Было часов восемь вечера, когда он добрался до окраин Жироны. Смеркалось – в такую пору, казалось, ходить можно было без опаски, да и улочку он выбрал тихую. Но тут, откуда ни возьмись, дорогу ему преградили двое мужчин в форме и потребовали назваться.
Надлежащих документов у него не оказалось, а внешний вид не оставлял сомнений, на чьей стороне он еще недавно воевал. И дело было вовсе не в обмундировании и не в предательской нашивке в виде красной звездочки. Жандармы попросту носом могли учуять республиканца или бывшего ополченца, и это было уже достаточным основанием для ареста.

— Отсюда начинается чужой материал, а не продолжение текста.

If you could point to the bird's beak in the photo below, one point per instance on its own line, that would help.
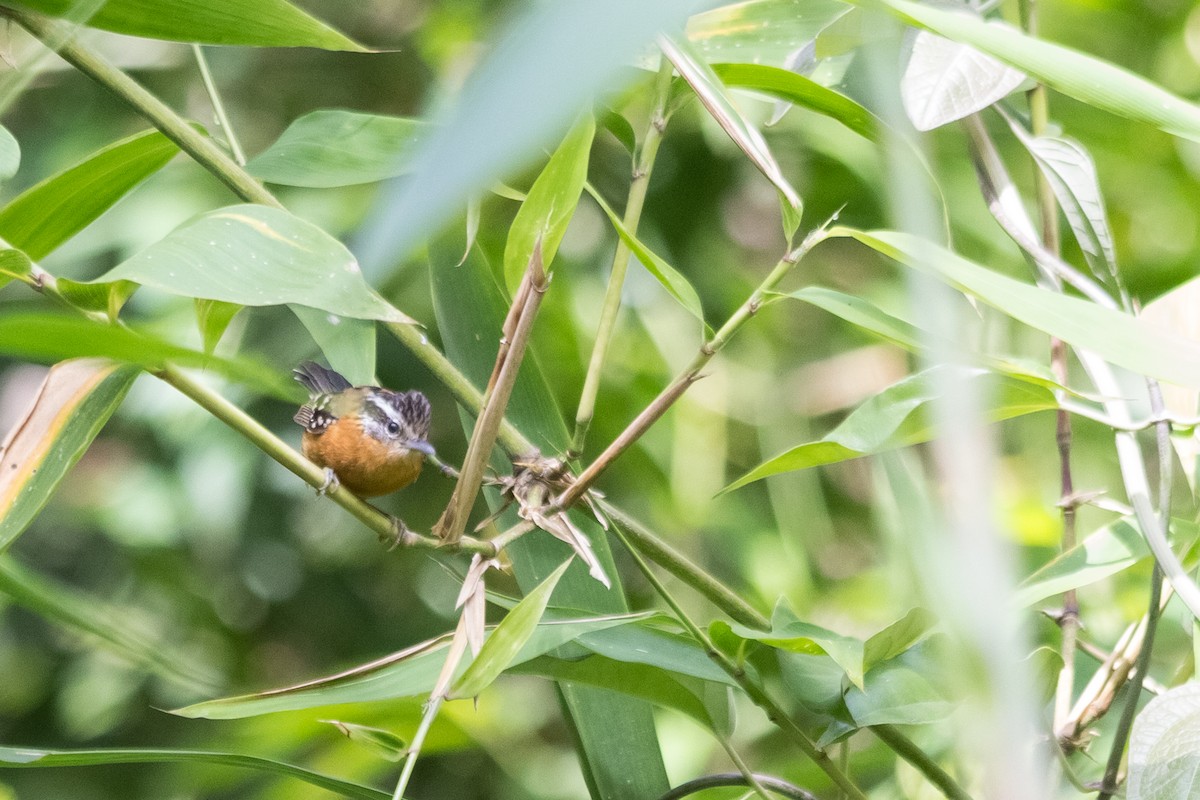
(420, 445)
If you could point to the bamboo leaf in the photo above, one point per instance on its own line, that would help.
(253, 23)
(331, 148)
(507, 639)
(70, 408)
(31, 757)
(257, 256)
(551, 203)
(711, 91)
(46, 215)
(1114, 336)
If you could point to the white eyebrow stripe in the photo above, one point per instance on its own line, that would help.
(389, 410)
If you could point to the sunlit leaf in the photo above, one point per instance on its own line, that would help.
(255, 23)
(1116, 337)
(712, 92)
(49, 338)
(70, 408)
(508, 639)
(671, 280)
(46, 215)
(18, 757)
(1086, 78)
(331, 148)
(257, 256)
(549, 208)
(946, 80)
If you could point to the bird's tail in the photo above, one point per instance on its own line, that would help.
(319, 380)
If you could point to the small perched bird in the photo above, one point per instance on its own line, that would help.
(371, 440)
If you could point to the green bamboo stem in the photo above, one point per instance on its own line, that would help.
(637, 187)
(196, 144)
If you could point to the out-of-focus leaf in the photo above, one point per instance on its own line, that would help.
(18, 757)
(891, 420)
(46, 215)
(671, 280)
(382, 743)
(333, 148)
(802, 91)
(1164, 761)
(70, 408)
(760, 31)
(947, 80)
(348, 343)
(10, 155)
(898, 637)
(711, 91)
(253, 23)
(214, 317)
(1071, 173)
(257, 256)
(897, 693)
(49, 338)
(1086, 78)
(113, 626)
(1114, 336)
(549, 208)
(561, 54)
(508, 639)
(409, 673)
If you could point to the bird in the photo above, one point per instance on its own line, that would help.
(371, 440)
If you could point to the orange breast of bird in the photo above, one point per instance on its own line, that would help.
(364, 464)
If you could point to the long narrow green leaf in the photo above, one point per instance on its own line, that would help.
(46, 215)
(551, 203)
(31, 757)
(1086, 78)
(333, 148)
(255, 23)
(507, 639)
(1114, 336)
(67, 413)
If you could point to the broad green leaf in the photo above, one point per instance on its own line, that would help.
(46, 215)
(946, 80)
(348, 343)
(412, 672)
(252, 23)
(382, 743)
(333, 148)
(1086, 78)
(113, 626)
(762, 31)
(1164, 759)
(71, 407)
(507, 641)
(712, 92)
(34, 757)
(671, 280)
(1071, 173)
(552, 61)
(257, 256)
(705, 702)
(617, 740)
(1114, 336)
(550, 204)
(49, 338)
(895, 419)
(897, 693)
(898, 637)
(214, 317)
(802, 91)
(10, 155)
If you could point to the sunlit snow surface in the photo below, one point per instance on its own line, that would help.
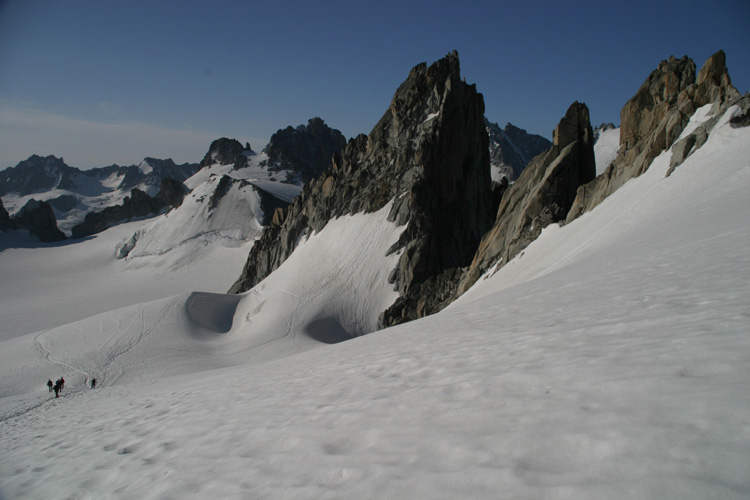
(605, 148)
(611, 359)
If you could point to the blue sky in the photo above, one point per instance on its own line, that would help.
(101, 82)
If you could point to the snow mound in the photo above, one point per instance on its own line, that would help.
(606, 147)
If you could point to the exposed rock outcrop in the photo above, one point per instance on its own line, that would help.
(5, 222)
(305, 150)
(226, 151)
(511, 149)
(36, 174)
(542, 195)
(428, 154)
(138, 204)
(39, 219)
(653, 119)
(41, 174)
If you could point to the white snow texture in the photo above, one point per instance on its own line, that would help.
(611, 359)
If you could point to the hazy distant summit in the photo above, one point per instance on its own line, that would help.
(511, 149)
(306, 150)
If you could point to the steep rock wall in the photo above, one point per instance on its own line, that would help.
(429, 154)
(542, 195)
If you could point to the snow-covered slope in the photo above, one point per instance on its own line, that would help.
(606, 146)
(73, 193)
(199, 246)
(609, 360)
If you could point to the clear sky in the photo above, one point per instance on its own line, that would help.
(104, 81)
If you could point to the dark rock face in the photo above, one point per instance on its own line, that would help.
(5, 222)
(429, 154)
(601, 129)
(160, 170)
(542, 195)
(138, 204)
(64, 203)
(39, 219)
(512, 148)
(305, 150)
(35, 175)
(653, 119)
(227, 152)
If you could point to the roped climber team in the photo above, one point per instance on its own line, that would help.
(59, 385)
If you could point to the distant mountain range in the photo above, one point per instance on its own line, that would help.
(84, 202)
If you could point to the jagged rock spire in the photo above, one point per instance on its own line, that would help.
(428, 154)
(542, 195)
(653, 119)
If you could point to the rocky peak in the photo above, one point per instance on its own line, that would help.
(5, 223)
(305, 150)
(542, 195)
(36, 174)
(429, 155)
(713, 82)
(653, 119)
(511, 149)
(39, 219)
(227, 152)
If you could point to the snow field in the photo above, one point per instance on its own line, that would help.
(610, 360)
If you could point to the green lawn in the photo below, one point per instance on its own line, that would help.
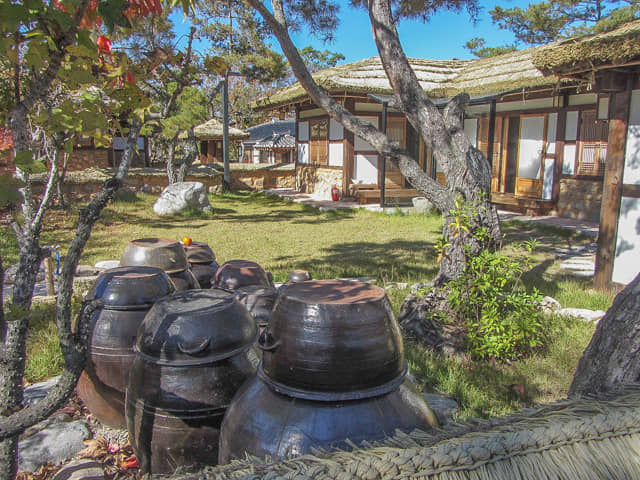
(282, 236)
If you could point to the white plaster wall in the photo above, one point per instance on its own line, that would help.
(336, 153)
(303, 153)
(471, 130)
(303, 131)
(366, 168)
(626, 262)
(632, 153)
(360, 144)
(569, 160)
(552, 125)
(547, 181)
(571, 132)
(530, 151)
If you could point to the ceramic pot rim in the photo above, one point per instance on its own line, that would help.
(324, 396)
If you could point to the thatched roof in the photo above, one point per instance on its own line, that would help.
(441, 79)
(212, 130)
(617, 47)
(277, 141)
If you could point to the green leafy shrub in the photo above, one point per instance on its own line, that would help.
(502, 318)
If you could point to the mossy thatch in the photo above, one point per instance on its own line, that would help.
(212, 130)
(575, 440)
(530, 68)
(617, 47)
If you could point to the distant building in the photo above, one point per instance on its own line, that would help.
(209, 137)
(271, 142)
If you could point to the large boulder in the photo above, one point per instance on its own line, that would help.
(181, 196)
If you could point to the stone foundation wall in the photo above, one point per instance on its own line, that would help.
(318, 180)
(262, 179)
(88, 157)
(154, 181)
(580, 199)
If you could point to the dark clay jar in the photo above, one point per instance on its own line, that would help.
(202, 262)
(235, 274)
(194, 351)
(128, 293)
(333, 340)
(262, 422)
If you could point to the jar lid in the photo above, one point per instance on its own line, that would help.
(131, 287)
(238, 273)
(199, 252)
(195, 327)
(167, 255)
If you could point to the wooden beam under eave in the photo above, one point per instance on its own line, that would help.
(612, 188)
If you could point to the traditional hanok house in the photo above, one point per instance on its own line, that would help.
(209, 136)
(546, 134)
(270, 142)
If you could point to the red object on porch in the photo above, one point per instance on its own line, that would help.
(335, 194)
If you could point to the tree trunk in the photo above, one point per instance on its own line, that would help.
(60, 183)
(613, 355)
(191, 153)
(14, 419)
(172, 175)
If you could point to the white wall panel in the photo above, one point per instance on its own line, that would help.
(471, 130)
(366, 168)
(336, 153)
(360, 144)
(530, 151)
(569, 160)
(336, 130)
(632, 154)
(571, 132)
(626, 263)
(303, 153)
(303, 131)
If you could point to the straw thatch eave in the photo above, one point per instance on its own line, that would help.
(614, 48)
(212, 130)
(532, 68)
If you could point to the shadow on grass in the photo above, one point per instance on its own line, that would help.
(481, 388)
(395, 260)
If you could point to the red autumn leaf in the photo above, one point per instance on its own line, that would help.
(104, 44)
(130, 462)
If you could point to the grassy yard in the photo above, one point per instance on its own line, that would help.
(282, 236)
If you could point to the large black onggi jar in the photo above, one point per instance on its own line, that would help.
(234, 274)
(194, 351)
(332, 340)
(127, 293)
(262, 422)
(203, 263)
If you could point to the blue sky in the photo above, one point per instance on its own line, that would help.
(442, 37)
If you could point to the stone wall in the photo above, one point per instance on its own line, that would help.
(262, 179)
(580, 199)
(318, 180)
(88, 157)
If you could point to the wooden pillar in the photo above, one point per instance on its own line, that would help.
(612, 187)
(561, 133)
(492, 131)
(348, 160)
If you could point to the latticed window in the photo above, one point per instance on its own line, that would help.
(592, 153)
(318, 142)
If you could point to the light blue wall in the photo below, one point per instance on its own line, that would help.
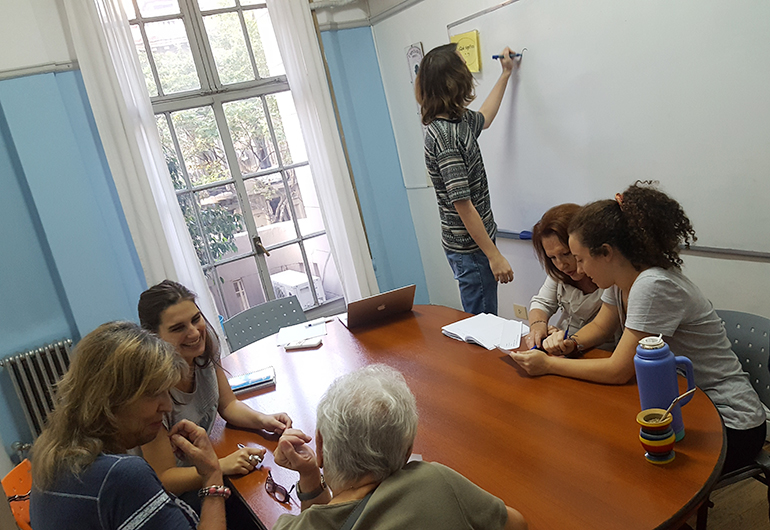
(68, 262)
(374, 159)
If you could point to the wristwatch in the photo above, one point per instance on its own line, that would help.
(579, 348)
(311, 494)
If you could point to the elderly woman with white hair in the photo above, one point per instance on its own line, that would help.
(366, 426)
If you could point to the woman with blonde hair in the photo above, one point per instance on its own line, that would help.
(112, 399)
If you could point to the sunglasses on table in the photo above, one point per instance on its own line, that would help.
(277, 491)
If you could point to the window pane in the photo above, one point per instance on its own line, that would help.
(222, 221)
(191, 220)
(287, 272)
(205, 5)
(272, 215)
(173, 58)
(230, 278)
(322, 265)
(128, 7)
(229, 48)
(262, 36)
(283, 114)
(144, 62)
(251, 136)
(306, 203)
(169, 153)
(202, 151)
(157, 8)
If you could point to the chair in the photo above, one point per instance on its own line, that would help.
(263, 320)
(17, 485)
(750, 340)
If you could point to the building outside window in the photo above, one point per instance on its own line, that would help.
(234, 150)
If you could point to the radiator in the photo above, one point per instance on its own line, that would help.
(34, 374)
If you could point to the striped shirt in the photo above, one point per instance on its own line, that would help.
(454, 163)
(116, 492)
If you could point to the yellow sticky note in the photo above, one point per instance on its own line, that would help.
(468, 46)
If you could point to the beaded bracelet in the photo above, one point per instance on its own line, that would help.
(214, 491)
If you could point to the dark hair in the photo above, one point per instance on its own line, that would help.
(160, 297)
(554, 222)
(444, 85)
(644, 224)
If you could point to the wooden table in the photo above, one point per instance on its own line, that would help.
(564, 452)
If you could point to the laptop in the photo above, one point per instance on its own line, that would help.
(378, 307)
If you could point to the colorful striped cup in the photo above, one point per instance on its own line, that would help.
(657, 437)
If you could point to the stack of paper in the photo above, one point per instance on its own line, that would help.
(489, 331)
(300, 332)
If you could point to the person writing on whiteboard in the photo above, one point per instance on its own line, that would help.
(630, 248)
(169, 310)
(566, 287)
(444, 88)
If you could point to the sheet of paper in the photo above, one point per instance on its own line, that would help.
(488, 331)
(300, 332)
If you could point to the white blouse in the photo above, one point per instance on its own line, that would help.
(577, 308)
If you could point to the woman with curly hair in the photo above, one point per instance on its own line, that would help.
(630, 248)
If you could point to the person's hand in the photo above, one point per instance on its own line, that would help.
(537, 332)
(534, 362)
(191, 443)
(293, 452)
(508, 63)
(276, 423)
(239, 463)
(501, 269)
(556, 345)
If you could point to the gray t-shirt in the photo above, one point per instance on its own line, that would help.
(666, 302)
(421, 495)
(198, 406)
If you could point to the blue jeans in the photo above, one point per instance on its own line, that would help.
(478, 287)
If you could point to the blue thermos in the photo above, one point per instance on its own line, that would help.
(656, 376)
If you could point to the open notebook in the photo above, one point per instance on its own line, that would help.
(489, 331)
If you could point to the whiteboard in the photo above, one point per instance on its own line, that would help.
(610, 92)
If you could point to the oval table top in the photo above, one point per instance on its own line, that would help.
(564, 452)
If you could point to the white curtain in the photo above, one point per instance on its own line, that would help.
(123, 113)
(301, 53)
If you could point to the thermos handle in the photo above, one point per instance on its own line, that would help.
(686, 363)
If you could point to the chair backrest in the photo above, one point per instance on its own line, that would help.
(263, 320)
(750, 339)
(18, 482)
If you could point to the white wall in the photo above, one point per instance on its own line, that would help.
(728, 283)
(32, 33)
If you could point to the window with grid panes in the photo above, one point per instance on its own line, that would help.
(234, 150)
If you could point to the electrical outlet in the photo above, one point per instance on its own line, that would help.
(520, 311)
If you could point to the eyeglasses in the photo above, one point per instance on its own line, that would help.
(277, 491)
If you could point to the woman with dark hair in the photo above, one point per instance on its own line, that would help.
(444, 88)
(169, 310)
(112, 399)
(630, 248)
(565, 287)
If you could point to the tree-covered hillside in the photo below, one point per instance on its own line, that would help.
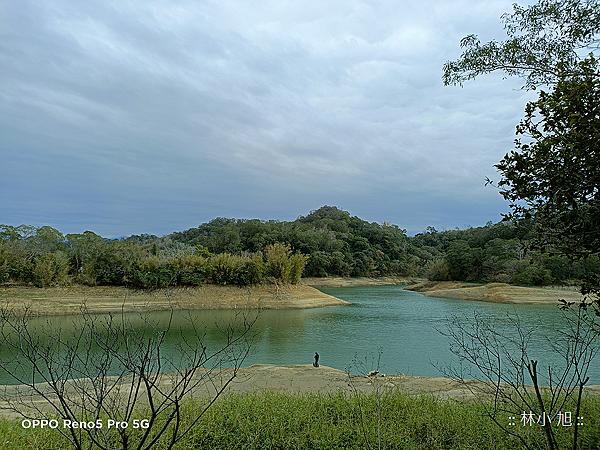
(326, 242)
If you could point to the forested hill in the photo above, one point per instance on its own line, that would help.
(326, 242)
(339, 244)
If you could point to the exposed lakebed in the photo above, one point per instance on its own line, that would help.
(405, 325)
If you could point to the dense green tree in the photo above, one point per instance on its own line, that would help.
(545, 42)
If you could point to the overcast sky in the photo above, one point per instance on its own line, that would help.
(141, 116)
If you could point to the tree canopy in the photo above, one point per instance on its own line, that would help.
(552, 179)
(546, 41)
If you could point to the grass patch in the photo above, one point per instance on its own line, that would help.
(333, 421)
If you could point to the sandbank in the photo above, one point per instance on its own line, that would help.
(69, 300)
(359, 281)
(495, 292)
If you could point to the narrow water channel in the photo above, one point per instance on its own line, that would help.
(405, 325)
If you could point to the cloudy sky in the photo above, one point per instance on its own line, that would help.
(150, 116)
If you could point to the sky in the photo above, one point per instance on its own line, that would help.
(152, 116)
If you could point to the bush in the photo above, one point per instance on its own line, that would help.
(438, 271)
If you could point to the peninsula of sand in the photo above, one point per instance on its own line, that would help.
(71, 299)
(99, 299)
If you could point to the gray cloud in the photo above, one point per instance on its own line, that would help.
(131, 117)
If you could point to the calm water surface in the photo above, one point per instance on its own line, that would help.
(403, 324)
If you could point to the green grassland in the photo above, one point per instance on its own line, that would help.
(392, 420)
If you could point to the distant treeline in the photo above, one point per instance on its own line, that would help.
(327, 242)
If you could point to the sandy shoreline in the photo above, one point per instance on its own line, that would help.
(301, 379)
(360, 281)
(69, 300)
(494, 292)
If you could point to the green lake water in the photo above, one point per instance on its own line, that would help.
(403, 324)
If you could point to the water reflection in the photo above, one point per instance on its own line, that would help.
(404, 324)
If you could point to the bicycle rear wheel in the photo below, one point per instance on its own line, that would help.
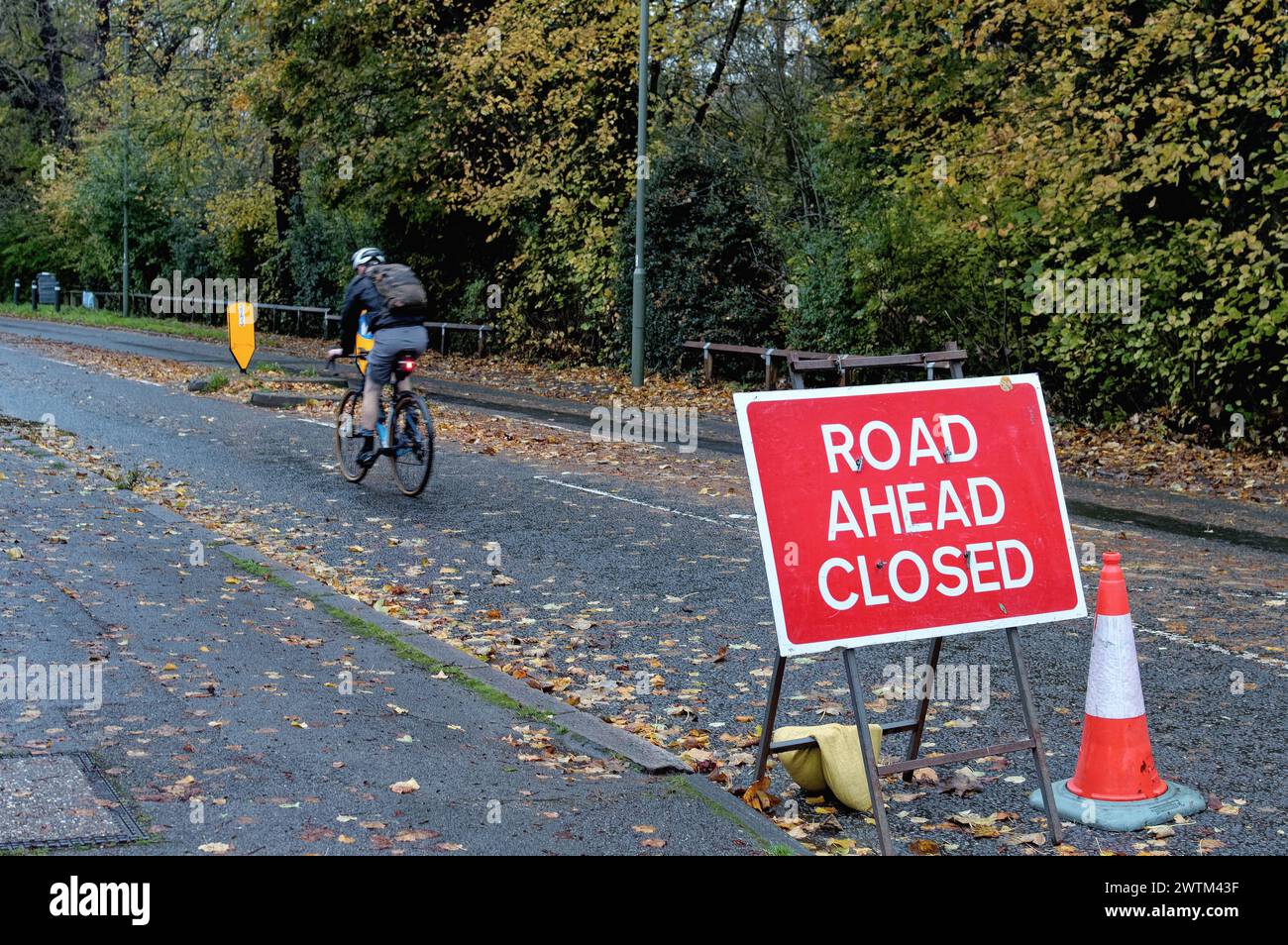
(348, 443)
(412, 438)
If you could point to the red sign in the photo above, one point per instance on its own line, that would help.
(909, 510)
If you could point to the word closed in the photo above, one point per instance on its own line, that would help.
(909, 510)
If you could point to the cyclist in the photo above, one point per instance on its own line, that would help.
(395, 305)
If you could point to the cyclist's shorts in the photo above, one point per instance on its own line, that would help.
(387, 344)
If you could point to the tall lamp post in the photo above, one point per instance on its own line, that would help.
(125, 181)
(640, 175)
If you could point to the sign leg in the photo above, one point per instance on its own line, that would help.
(767, 730)
(1021, 678)
(923, 705)
(870, 756)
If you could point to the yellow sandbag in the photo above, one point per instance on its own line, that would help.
(835, 764)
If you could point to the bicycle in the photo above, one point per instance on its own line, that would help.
(404, 430)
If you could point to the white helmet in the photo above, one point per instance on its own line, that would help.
(368, 255)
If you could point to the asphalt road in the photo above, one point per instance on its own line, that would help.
(671, 578)
(245, 717)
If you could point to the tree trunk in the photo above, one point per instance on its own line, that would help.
(721, 62)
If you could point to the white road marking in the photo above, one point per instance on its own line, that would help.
(645, 505)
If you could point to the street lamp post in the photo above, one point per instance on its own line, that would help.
(125, 181)
(640, 176)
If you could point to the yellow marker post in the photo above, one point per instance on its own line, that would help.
(362, 343)
(241, 332)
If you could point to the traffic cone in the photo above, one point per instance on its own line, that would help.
(1116, 786)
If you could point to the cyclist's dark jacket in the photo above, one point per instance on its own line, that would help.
(362, 296)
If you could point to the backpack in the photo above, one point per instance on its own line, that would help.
(399, 287)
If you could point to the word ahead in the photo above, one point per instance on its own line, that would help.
(909, 510)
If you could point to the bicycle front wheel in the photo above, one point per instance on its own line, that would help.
(412, 438)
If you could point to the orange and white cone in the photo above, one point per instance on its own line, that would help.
(1116, 785)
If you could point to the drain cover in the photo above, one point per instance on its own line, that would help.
(59, 801)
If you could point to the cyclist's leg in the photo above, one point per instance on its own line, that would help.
(370, 404)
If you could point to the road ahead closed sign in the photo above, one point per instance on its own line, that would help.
(909, 510)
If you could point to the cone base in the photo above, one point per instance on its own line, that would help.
(1122, 815)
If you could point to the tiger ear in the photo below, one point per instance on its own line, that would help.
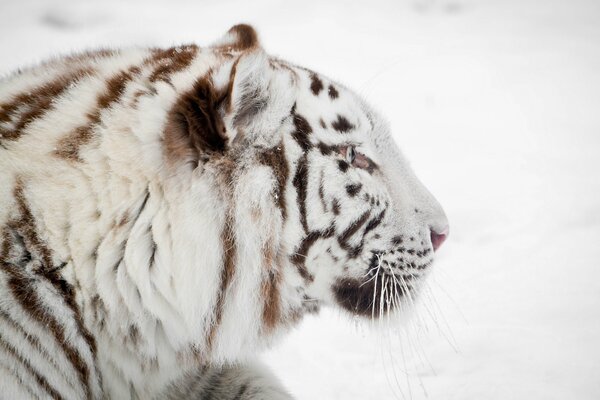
(240, 37)
(222, 104)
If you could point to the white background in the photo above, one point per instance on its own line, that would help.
(497, 105)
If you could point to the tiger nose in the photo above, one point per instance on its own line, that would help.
(438, 237)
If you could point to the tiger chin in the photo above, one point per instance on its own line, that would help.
(165, 214)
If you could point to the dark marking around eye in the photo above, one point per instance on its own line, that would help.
(333, 93)
(353, 189)
(315, 84)
(343, 165)
(342, 125)
(325, 149)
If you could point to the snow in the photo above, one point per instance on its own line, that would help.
(497, 104)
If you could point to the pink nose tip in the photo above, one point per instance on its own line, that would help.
(437, 238)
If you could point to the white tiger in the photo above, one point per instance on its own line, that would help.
(166, 213)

Место его заточения располагалось неподалеку от Фигераса; условия содержания там оказались предсказуемо самыми примитивными. Когда Антонио переступил порог тюрьмы, ему швырнули грубое одеяло и сигареты. Потом он понял, почему курево в тех стенах считалось важнее еды. Соломенный матрас, на котором ему пришлось спать, кишел вшами, и курение было единственным способом не дать им забраться на лицо ночью.